A democracia brasileira corre risco?
Eu acho que ele não gosta de democracia, nem ele nem as pessoas ao redor dele. Eles só conhece uma coisa: arma, armas, armas. Cada fotografia que aparece junto com ele é só o pessoal fazendo assim (faz sinal de arma com a mão). Como se arma fosse solução. Arma pode ser solução em tempo de guerra. Mas em tempo de paz o que resolve é livro, é carteira de trabalho, é salário, é sala de aula, é isso que a gente tem que perceber. Não sei se você percebeu, que você já tá aqui desde janeiro, você já tá no Brasil há muito tempo, mas você não ouviu ainda a palavra investimento. A palavra desenvolvimento. A palavra geração de empregos. A palavra inclusão social. A palavra investimento em educação. Você não ouviu nada. Começou com a destruição dos Mais Médicos e aí começa a destruir tudo que nós fizemos para garantir uma boa política ambiental no país, todos os direitos trabalhista. Agora só fala na reforma da Previdência como solução de tudo. A reforma da Previdência pode resolver o problema dos bancos mas não resolverá o problema do povo. Então só tem um jeito, é o povo reagir contra isso. O povo não elegeu Bolsonaro para ele destruir o Brasil. Ninguém é eleito para destruir o Brasil. Eu digo sempre nem Nero virou Imperador de Roma prometendo que ia queimar Roma. Então esse cidadão é um perigo para o Brasil. É um perigo ele não levar em conta a questão da soberania nacional. E o que é mais grave são os militares que estão com ele, que me parece esqueceram de qualquer princípio de nacionalismo, sabe, defender a nossa fronteira, defender o nosso povo, defender nossa tecnologia, defender a nossa diversidade, a nossa Amazônia, nossa água, o nosso território, a nossa indústria, nossos bancos, a nossa Petrobras. É para isso que a gente quer Forças Armadas altamente preparadas do ponto de vista científico e tecnológico, bem preparada, do ponto de vista de armamento, para defender nossa soberania. Se não serve para nada.

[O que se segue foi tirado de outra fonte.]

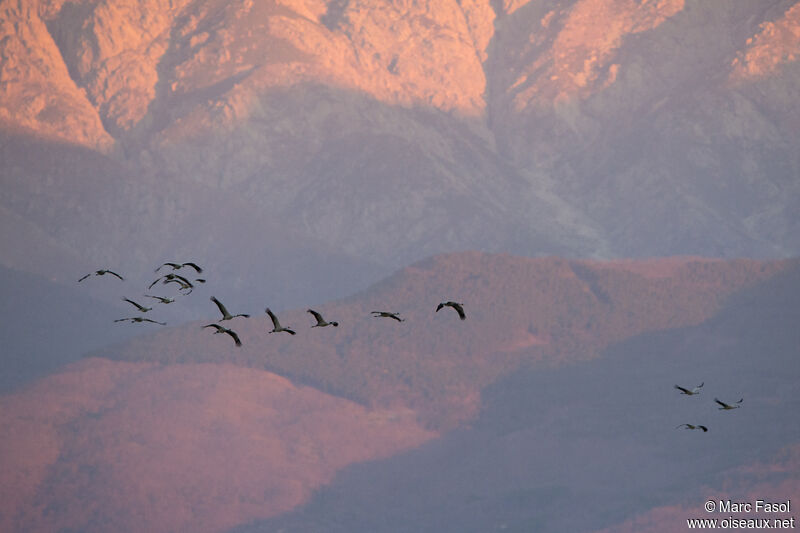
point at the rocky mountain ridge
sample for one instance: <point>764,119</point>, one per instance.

Você teve uma boa relação com os militares, com as forças armadas. O que aconteceu agora?
Eu gostaria de saber. Um dia quando sair daqui espero poder ter uma conversa com algumas pessoas nas Forças Armadas que eu quero compreender. Porque olha, eu tô falando olhando na cara de um jornalista alemão, e olha, eles tiveram 23 anos de regime militar e eu tô olhando na sua cara para dizer que duvido que em algum momento da história das Forças Armadas eles foram tratados com dignidade que eu os tratei. Que eles receberam o dinheiro necessário para o seu funcionamento que receberam no meu governo. Duvido. Agora, porque que de repente um general Comandante das Forças Armadas vai na Suprema Corte dizer que eu não posso ser candidato eu não sei. Somente quando sair daqui eu vou poder perguntar. Porque olha, se um General não é capaz de ser nacionalista, se um general não é capaz sabe, de respeitar suas fronteiras, realmente ele não deve nem ser General. O princípio básico é que as Forças Armadas existem para defender a nação contra possíveis inimigos externos, para defender a nossa Fronteira, para defender o nosso povo, para defender o nosso conhecimento. Se não, para que serve? Como é que pode as Forças Armadas Brasileiras aceitar um cargo de segundo comandante da chamada quarta frota americana. Por que que foi recuperada a quarta frota? Porque nós descobrimos o pré-sal. E onde fica o pré-sal? Fica a 200 milhas da costa brasileira, portanto está na divisa do território do mar internacional. Porque os americanos, em tempos de paz, resolveram recriar a Quarta Frota que funcionou na Segunda Guerra Mundial. Quer saber minha opinião? Por conta do pré-sal e por conta agora do petróleo da Venezuela.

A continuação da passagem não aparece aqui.